Ein Kommentar von Anetta Kahane

Viele Menschen sind der Meinung, dass Erinnern nichts nützt. Aus der Geschichte zu lernen wäre ohnehin eine Illusion, die sich in der Wirklichkeit nicht einlösen lässt.

Vielleicht sind deshalb für das Gedenken nur kleine Zeitfenster vorgesehen, wie im November beispielsweise, wenn sich Pogromnacht und Maueröffnung jähren. Oder Ende Januar, am Holocaustgedenktag, der sich nicht einfach so ergab, sondern mit Bedacht ausgesucht wurde, damit die Welt neben der schlechten Botschaft – es gab wirklich einen Holocaust – auch eine gute empfängt: Auschwitz konnte befreit werden. Diese Anlässe sind ehrenwert, und Rituale werden gebraucht, auch wenn viele darüber schimpfen. Was zu ergänzen wäre, ist, dass und wie Erinnerung auch unseren Alltag bestimmt.

Wenn Erinnerungen verdrängt werden, kriechen sie durch die Knopflöcher und brechen meist dem Unguten Bahn. Aus dem Verdeckten, Verhehlten kann so rasch unverhohlener Hass werden. Werden sie nicht in der untersten Schublade versteckt, können Erinnerungen durchaus dabei helfen, den menschlichen und politischen Alltag zu prägen. Ich wehre mich gegen den Fatalismus, nach dem Menschen keinen Willen haben, sondern ausschließlich Produkt der Umstände sind, in denen sie leben. Gewiss haben viele Dinge einen großen Einfluss auf uns, aber sind wir ihnen deshalb einfach ausgeliefert? Erinnerungen, sowohl die privaten als auch die historischen, sind Orientierungen für das eigene Leben, wenn sie denn gewusst werden und bewusst sind. Niemand muss Objekt bleiben, weder das seiner sozialen noch das seiner politischen Herkunft. Jeder kann Subjekt sein – ehrlich gesagt, sind wir das viel mehr, als es sich jeder eingesteht. Das hat auch mit der ethischen und politischen Bildung zu tun, die auf aktivem Erinnern beruht.

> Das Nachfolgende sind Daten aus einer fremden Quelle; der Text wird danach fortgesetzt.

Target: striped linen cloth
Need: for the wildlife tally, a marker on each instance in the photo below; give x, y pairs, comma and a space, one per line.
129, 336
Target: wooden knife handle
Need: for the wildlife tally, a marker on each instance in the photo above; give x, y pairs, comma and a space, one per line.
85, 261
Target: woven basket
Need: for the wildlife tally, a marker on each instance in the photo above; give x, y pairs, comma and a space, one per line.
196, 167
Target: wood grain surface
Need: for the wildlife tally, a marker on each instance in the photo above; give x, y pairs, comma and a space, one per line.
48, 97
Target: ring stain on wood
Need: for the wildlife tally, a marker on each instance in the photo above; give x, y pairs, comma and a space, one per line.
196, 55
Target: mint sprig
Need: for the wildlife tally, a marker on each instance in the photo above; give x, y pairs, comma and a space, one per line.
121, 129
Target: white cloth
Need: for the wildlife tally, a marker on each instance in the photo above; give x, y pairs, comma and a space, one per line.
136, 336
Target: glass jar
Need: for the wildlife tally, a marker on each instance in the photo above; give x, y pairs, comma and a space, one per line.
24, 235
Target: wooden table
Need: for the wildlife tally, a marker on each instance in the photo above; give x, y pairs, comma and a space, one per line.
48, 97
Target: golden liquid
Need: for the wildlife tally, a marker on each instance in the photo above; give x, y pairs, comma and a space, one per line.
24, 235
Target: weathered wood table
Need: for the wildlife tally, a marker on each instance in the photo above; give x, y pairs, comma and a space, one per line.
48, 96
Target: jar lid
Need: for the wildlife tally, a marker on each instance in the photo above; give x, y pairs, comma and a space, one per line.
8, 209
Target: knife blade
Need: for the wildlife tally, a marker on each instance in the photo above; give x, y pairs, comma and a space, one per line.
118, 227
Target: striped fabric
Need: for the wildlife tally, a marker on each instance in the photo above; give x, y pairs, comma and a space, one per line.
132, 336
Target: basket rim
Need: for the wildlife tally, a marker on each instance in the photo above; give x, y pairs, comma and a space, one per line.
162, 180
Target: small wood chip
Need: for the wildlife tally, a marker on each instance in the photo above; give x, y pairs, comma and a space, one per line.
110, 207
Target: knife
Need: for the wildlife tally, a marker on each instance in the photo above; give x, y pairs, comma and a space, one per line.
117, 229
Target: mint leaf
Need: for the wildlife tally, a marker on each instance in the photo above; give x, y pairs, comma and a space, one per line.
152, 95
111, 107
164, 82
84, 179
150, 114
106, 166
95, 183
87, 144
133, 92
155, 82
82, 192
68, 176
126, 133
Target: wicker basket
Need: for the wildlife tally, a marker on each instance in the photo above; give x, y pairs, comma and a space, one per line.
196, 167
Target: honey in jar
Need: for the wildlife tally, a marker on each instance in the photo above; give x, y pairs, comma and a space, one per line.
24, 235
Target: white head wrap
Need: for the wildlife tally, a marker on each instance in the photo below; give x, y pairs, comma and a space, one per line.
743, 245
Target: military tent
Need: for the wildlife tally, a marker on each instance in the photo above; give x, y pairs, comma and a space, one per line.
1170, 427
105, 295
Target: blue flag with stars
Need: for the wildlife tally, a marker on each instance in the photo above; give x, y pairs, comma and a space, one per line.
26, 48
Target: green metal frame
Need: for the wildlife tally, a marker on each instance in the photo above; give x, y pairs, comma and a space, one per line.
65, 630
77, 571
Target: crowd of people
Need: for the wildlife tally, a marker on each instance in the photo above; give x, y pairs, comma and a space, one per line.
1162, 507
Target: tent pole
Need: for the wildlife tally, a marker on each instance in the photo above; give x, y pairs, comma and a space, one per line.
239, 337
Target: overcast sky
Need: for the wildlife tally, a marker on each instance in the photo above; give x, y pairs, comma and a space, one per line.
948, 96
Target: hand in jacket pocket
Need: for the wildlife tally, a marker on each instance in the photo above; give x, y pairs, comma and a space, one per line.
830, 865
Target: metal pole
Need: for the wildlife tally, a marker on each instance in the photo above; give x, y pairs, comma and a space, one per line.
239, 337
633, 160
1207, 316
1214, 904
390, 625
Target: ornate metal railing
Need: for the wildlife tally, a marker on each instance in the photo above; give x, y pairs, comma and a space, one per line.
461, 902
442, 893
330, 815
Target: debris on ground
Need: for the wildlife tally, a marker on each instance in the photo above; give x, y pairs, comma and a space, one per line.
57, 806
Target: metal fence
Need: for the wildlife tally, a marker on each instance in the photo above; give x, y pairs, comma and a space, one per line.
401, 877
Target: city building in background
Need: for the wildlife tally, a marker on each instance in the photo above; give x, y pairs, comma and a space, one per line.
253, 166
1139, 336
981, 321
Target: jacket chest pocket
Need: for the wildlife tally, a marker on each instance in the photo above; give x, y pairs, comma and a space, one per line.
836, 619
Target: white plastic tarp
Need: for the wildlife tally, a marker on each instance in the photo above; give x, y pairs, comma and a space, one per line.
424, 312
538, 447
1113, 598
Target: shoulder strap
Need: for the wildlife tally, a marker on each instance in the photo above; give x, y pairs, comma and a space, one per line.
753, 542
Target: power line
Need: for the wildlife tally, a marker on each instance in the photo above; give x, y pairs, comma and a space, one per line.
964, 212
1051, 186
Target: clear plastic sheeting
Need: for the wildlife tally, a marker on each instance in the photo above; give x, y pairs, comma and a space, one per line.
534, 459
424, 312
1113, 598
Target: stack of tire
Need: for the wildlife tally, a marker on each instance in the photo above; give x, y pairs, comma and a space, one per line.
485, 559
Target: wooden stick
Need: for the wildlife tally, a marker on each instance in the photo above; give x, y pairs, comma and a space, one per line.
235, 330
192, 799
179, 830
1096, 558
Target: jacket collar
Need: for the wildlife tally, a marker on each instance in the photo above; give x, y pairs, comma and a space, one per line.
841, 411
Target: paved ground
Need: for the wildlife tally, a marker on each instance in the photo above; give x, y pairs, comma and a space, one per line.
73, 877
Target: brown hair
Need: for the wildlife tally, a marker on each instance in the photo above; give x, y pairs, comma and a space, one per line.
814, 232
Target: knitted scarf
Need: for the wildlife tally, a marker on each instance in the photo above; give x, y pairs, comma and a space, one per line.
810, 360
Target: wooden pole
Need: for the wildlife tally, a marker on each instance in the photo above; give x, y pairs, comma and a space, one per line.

Die Amadeu Antonio Stiftung arbeitet sehr viel mit dem Erinnern. So wurde eine Ausstellung eröffnet, in deren Mittelpunkt rechtsextreme Frauen in der DDR stehen. Sie anzuschauen bedeutet, sich mit Fragen zu konfrontieren, die zwar für die Vergangenheit abgebildet sind, sich aber heute ebenso stellen: Frauen im Rechtsextremismus? Gab es das, gibt es das? Die DDR und Nazis? Die Ohnmacht des autokratischen Staates, damit umzugehen? Protest gegen das Regime oder geistiges Erbe? Überhaupt: Wie ist das Bild dieser DDR heute? Wird es verharmlost, wird es benutzt? Ist es überhaupt relevant? Damit hat sich eine Gruppe Wissenschaftler auseinandergesetzt, gerade auch im Kontext des Missbrauchs von DDR-Geschichte, also deutscher Geschichte, für die Renaissance einer Argumentation, die der des Kalten Krieges mehr ähnelt als der eines lange vereinten Deutschland. Rechtsextremismus kann man nur verstehen, wenn man seine Geschichte kennt.

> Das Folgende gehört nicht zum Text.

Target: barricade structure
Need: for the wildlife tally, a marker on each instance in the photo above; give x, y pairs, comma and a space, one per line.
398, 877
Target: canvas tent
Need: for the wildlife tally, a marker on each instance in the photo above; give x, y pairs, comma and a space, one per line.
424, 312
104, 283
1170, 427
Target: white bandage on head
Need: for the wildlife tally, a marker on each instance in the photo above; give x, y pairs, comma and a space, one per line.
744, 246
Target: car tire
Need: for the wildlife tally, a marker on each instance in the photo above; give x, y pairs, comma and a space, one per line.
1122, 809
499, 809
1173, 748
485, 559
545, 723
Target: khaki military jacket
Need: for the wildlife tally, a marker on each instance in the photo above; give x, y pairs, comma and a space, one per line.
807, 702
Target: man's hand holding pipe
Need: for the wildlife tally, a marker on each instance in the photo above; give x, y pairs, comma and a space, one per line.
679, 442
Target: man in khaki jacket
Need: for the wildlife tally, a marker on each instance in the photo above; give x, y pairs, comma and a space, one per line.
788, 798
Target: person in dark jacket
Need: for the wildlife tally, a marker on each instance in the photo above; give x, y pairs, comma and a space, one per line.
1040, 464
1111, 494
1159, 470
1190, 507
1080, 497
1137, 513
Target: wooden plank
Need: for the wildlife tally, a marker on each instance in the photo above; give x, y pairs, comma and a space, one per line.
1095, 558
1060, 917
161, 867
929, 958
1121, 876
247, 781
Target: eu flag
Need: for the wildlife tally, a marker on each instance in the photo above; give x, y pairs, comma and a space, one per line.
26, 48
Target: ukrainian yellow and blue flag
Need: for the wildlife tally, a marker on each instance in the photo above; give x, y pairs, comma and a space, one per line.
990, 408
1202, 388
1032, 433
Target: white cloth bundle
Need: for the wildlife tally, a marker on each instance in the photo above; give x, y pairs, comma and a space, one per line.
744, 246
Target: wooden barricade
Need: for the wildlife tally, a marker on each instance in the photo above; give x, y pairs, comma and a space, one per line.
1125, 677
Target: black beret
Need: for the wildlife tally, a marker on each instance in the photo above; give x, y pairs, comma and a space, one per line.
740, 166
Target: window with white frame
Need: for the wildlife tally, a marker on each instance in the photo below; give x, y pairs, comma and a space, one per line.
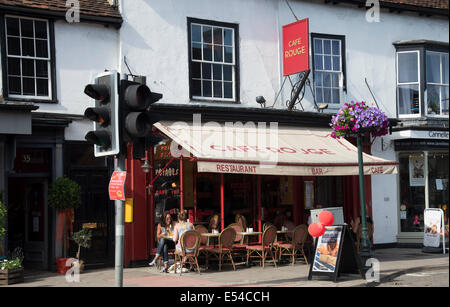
408, 83
213, 61
437, 83
28, 58
328, 54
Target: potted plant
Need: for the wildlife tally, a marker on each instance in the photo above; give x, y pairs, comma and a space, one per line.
83, 239
64, 195
2, 224
11, 269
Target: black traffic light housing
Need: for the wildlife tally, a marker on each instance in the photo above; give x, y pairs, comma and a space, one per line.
104, 114
136, 117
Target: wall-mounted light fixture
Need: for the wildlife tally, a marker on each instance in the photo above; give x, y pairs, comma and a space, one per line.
261, 101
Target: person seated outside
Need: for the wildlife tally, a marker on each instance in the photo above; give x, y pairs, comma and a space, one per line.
181, 227
164, 230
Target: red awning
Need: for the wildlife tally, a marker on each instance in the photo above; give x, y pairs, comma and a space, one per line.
235, 148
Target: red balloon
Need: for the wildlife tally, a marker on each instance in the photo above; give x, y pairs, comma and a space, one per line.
316, 229
326, 218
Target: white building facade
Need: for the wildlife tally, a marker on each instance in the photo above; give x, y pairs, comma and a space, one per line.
348, 47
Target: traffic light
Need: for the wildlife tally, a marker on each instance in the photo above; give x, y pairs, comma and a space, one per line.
104, 114
137, 120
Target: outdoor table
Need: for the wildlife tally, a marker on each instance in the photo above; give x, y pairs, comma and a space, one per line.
283, 232
245, 235
209, 235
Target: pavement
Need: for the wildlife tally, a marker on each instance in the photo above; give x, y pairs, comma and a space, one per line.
398, 267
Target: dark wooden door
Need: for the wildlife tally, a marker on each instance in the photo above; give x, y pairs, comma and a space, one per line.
97, 213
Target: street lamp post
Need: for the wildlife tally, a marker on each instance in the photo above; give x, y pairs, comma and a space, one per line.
365, 251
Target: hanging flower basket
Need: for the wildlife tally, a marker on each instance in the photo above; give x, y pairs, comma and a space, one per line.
357, 118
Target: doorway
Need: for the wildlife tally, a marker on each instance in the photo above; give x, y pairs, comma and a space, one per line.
28, 220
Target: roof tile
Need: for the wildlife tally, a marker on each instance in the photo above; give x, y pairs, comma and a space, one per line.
87, 7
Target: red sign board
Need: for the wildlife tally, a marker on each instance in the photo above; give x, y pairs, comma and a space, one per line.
117, 186
296, 47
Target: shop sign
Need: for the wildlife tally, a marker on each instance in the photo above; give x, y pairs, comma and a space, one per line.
117, 186
296, 47
433, 222
421, 134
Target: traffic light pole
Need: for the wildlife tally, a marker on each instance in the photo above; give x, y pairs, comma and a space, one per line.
120, 228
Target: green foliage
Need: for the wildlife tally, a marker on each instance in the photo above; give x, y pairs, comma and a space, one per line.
2, 218
64, 194
83, 237
14, 262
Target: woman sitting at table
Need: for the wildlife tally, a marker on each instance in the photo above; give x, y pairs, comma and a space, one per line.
181, 227
164, 231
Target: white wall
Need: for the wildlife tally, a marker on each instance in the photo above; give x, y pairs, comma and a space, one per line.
154, 40
82, 50
370, 54
369, 46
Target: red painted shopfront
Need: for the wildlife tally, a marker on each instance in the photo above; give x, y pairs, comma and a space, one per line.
193, 182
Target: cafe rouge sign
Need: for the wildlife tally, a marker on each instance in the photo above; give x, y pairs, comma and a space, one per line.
296, 47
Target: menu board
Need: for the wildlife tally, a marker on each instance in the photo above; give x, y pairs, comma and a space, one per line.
335, 253
327, 250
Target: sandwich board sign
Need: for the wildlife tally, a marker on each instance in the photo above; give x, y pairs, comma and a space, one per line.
335, 253
433, 228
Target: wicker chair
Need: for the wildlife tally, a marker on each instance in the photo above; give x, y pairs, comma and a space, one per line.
299, 236
190, 242
239, 247
226, 240
267, 246
359, 234
214, 222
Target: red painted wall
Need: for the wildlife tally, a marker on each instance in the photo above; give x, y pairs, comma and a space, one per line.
136, 233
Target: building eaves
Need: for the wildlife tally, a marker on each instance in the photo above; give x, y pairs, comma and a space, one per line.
97, 11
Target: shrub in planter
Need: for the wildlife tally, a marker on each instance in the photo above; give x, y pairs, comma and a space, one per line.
83, 239
11, 269
64, 195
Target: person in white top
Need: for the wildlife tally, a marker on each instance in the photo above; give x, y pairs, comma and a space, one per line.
164, 232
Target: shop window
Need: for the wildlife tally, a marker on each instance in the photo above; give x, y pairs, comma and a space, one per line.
423, 184
422, 79
166, 187
412, 191
408, 83
28, 58
438, 181
437, 83
213, 60
329, 68
329, 192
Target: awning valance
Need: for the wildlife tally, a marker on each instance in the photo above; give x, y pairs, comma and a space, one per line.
258, 149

Das gilt auch für Rechtspopulismus und andere Phänomene der Menschenverachtung. Das Phänomen AfD erklärt sich nicht aus der Flüchtlingsfrage des Jahres 2015. Ebenso verstehen wir nur, was Rassismus ist, wenn auch an die deutsche Kolonialgeschichte erinnert wird. Und wie jetzt mit Rassismus umgegangen wird, dazu ist wiederum der Umgang mit dem NSU ein wichtiger Schlüssel. Kurz: Erinnern ist Teil der Arbeit der Amadeu Antonio Stiftung an jedem einzelnen Tag. Das ist mühsam, das ist oft auch sehr schmerzvoll, aber es ist die Grundlage jeder Erneuerung im Sinn von Humanität.

Es ist nicht so schwierig, wie es vielleicht scheinen mag, die Dinge immer auch im Kontext des Vergangenen zu sehen. Ich weiss nicht, wie es Ihnen geht, ich jedenfalls könnte mich ohne meine Erfahrungen – und nichts anderes sind Erinnerungen auch – keine Minute orientieren in dieser schwierigen Welt. Erinnerungen kann man auswerten und zu Erfahrungen werden lassen. Und Erfahrungen muss man überprüfen mit dem menschlichen Maß, das jedem von uns zur Verfügung steht. Dann wird es leichter, orientiert zu handeln. Wir tun unser Bestes, uns und Ihnen dabei zu helfen.